O disco A Mulher do Fim do Mundo vai desfiar questões pungentes, que permeiam o dia a dia, mas que muitas vezes são silenciados. Abrindo, à capela, com "Coração do Mar", poema de Oswald de Andrade, Elza não apenas faz ressoar sua poderosa voz, que desafia o tempo e o corpo, mas deixa escorrer as lágrimas dos negros trazidos nos navios negreiros.

As músicas do disco compõem o cenário apocalíptico do fim do mundo (ou dos dias atuais), sendo a cantora nossa cicerone, que sente as dores que canta, ela indica ao nosso olhar as feridas do mundo.

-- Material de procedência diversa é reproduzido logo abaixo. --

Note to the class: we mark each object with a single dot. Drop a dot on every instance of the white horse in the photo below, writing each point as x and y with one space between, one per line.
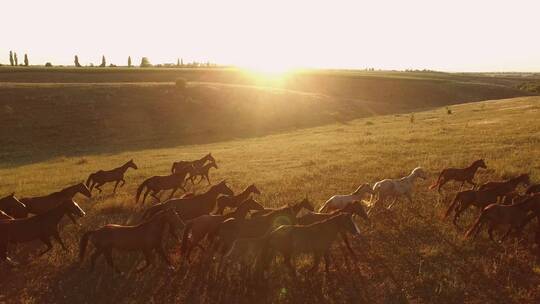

Seu canto se ergue em "A Mulher do Fim do Mundo" para que possamos deixá-la cantar até o fim, enquanto desfilamos em um carnaval de lágrimas e de anjos caídos.

"Maria da Vila Matilde" é a música mais forte do disco, de forma eletrônica e minimalista, a música exalta a importância das mulheres reagirem e lutarem contra a violência que lhes é direcionada. "Luz Vermelha" é o sinal de atenção que acende à nossa frente, nos alertando para as consequências de nossos atos.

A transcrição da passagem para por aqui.